Understanding international Terms of Trade

Understanding international Terms of Trade article image

A recent report from Dun and Bradstreet noted that 80,000 Australian firms had their risk profile downgraded in the first quarter of 2010. What does this mean to you, if you run a small business? It means some of your clients/customers could be on this list and you may struggle to get paid if these firms get into financial difficulty. When a firm gets into financial difficulty they look for loopholes and reasons to justify delaying payment, or not paying at all. When a sale is made it’s great to celebrate, but we all know things don’t always turn out rosy down the track. One of the best ways to protect yourself and ensure you get paid is to have well prepared, clear and concise Terms of Trade between your business and those with whom you transact. Verbal and handshake agreements may be appropriate in some circumstances, but when things don’t go to plan you want to have something solid in writing to back you up. I spoke with RP Emery & Associates, providers of contract templates for business. They told me why smart businesses need good Terms of Trade.

Manufacturing Agreement

A manufacturer and purchaser worked well together for a year, but then a dispute arose over an overdue account. The manufacture claimed substantial interest and late payment fees. The case ended up in court, because it was unclear whose terms of trade applied, as there had been express agreement on who made and supplied the goods, but not as to the terms of payment. In this case the Court held that by going ahead and fulfilling the purchaser’s orders, the manufacture had effectively accepted the purchaser’s terms. The expense and aggravation of having such a dispute resolved by a court is always stressful (and a distraction), so when you enter into an agreement, just make sure that your terms of trade are also signed by the other party. Similarly, when it comes to licensing and distribution agreements, it is important to make sure that there is a clear understanding between the parties, as to what the intellectual property component really means. It is commonly thought that one can get around design, copyright, or a patent merely by changing the product by X percent, but that is folklore.

IP Terms of Trade

Just this year, Solitaire Homes won a landmark case in which an architect made what he thought were adequate changes to a Solitaire project home design. Once it was established that the architect had in fact based his drawings on the Solitaire design, he was guilty of copyright and trademark violation. So acknowledgement of your copyright and other IP in your terms of trade is critical. Addressing matters such as these in your terms of trade will keep you out of court. Even the judge commented in the Solitaire case that after five years, the legal costs exceeded the cost of construction of the house, let alone the damages awarded!

Personal Guarantees

Another very important issue is the question of personal guarantees. There was a case in which a company delivered industrial design services and did not get paid by the purchasing company. A magistrate held that, because a director of the purchaser used the word 'I' in a letter (rather than 'the company'), there was an implied personal guarantee, and awarded judgement against the director. Now, the fact that this decision was clearly wrong at law is irrelevant: the director had to appeal to the Supreme Court on a matter of law, and it was cheaper to pay the bill rather than incur the costs of a Supreme Court appeal. The lesson to be taken from that case is that the terms of trade did not exclude directors’ guarantees.
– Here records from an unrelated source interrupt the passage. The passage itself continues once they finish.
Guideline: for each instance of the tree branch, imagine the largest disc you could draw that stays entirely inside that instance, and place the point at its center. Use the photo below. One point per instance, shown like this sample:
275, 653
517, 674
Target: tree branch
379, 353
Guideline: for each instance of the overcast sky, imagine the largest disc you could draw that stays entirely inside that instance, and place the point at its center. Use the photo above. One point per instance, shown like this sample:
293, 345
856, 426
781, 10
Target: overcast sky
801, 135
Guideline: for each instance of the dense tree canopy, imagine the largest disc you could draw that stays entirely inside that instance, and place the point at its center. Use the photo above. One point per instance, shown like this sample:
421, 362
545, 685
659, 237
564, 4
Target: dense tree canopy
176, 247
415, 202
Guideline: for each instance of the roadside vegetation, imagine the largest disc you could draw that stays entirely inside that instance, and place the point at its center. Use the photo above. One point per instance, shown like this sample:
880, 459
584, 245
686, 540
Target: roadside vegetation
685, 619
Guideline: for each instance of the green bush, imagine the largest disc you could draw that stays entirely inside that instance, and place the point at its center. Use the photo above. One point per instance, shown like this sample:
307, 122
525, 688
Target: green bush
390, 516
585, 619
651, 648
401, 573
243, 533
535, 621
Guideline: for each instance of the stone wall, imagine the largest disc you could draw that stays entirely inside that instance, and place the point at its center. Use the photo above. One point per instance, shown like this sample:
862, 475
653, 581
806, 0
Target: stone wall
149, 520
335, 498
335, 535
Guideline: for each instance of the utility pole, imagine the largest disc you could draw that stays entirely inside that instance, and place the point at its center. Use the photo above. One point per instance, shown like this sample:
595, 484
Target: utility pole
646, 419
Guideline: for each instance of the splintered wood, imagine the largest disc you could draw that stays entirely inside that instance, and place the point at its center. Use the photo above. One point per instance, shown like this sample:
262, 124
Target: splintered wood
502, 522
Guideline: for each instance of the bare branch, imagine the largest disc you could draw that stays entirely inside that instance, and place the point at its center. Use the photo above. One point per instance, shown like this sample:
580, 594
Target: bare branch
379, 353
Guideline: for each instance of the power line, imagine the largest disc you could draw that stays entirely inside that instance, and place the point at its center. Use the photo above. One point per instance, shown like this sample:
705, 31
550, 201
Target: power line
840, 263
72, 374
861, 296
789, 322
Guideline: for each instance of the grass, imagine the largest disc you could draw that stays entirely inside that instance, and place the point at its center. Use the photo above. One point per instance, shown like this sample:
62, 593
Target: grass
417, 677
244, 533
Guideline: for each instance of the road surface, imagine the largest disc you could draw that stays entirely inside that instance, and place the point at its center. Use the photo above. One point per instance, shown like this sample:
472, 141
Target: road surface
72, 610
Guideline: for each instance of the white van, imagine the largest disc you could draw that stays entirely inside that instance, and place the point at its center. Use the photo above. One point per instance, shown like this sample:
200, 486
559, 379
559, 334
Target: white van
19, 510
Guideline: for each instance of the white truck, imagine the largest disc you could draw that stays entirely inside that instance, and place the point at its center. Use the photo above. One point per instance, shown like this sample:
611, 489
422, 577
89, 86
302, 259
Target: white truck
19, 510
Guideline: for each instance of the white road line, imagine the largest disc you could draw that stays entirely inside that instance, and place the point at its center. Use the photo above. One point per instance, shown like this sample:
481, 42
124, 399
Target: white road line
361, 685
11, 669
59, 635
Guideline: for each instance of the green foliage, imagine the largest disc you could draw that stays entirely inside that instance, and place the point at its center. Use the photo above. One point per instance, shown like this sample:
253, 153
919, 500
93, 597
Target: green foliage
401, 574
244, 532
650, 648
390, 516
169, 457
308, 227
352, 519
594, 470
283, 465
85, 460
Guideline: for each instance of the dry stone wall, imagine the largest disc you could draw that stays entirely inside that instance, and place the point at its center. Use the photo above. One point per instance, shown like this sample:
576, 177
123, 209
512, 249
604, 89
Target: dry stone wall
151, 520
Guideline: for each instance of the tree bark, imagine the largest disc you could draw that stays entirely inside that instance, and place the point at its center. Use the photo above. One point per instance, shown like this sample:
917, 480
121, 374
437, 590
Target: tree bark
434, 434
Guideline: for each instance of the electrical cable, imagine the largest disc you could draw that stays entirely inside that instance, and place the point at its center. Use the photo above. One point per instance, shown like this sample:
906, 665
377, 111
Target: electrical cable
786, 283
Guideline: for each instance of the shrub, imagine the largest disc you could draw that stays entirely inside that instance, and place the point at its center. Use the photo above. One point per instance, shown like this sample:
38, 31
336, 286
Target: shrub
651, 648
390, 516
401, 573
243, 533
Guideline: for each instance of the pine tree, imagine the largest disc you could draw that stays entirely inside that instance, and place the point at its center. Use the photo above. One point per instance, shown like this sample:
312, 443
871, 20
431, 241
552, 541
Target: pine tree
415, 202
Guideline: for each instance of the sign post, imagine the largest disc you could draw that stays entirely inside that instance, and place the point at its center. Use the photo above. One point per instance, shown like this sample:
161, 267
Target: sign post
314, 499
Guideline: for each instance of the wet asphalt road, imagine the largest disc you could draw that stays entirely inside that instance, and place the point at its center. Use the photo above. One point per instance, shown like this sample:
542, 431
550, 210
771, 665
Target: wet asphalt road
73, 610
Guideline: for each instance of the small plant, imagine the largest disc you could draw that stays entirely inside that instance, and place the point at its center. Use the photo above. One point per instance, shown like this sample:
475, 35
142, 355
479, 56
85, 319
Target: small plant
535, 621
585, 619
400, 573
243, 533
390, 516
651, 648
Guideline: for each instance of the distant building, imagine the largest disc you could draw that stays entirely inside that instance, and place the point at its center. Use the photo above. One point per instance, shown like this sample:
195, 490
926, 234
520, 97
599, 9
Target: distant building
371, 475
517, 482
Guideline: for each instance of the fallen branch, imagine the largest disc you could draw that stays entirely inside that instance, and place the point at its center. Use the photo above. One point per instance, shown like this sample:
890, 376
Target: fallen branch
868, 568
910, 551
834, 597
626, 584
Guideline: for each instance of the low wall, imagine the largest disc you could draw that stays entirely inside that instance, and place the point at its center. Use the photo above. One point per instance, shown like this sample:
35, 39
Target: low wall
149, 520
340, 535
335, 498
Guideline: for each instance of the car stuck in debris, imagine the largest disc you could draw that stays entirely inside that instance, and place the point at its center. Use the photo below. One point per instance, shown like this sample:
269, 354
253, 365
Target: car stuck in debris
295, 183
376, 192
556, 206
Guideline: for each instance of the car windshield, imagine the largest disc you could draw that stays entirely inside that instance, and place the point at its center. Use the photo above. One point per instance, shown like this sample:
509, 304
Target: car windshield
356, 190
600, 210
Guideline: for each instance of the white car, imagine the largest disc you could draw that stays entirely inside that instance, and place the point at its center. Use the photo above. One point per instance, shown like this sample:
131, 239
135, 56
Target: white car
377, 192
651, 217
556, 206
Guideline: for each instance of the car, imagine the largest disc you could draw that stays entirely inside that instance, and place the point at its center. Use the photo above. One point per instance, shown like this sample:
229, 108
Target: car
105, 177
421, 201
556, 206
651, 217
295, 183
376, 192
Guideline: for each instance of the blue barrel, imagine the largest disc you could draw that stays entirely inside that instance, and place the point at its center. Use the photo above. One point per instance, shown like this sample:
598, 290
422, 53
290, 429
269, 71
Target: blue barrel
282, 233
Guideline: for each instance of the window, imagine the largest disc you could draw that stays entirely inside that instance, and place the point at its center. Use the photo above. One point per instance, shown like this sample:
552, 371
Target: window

When it comes to international trade (import/export), the subject takes on an entirely different hue. For example, you need to be aware of roughly five kinds of commonly used international trade documents-government control documents; commercial (invoice) documents; banking documents; shipping documents; insurance documents-and any one of those can bring you undone if you haven’t done it right. Also, we all understand the definition of ‘quality’ under Australian law, and the implications of the Sale of Goods Act. But do you understand the United Nations Convention on Contracts for the International Sale of Goods? This convention defines such things as 'material breach' and 'minor breach' of contract and these have a significant impact on how disputes are handled in the global arena. This means that you must be across the requirements of establishing quality, and that may be through inspection: sample; grade and standard; and brand or place of origin. These issues bring into play the methods of payment (irrevocable L/C; mail transfer; demand draft; telegraphic transfer) and making sure that you understand the effects of the pricing methods (FOB; C&F; CIF; DAF), because these aspects all impact on the documentary collection and the rights and obligations of the banker at either end. Sounds complicated? You betcha! It is, but in a global world, we all have to come to grips with these complexities.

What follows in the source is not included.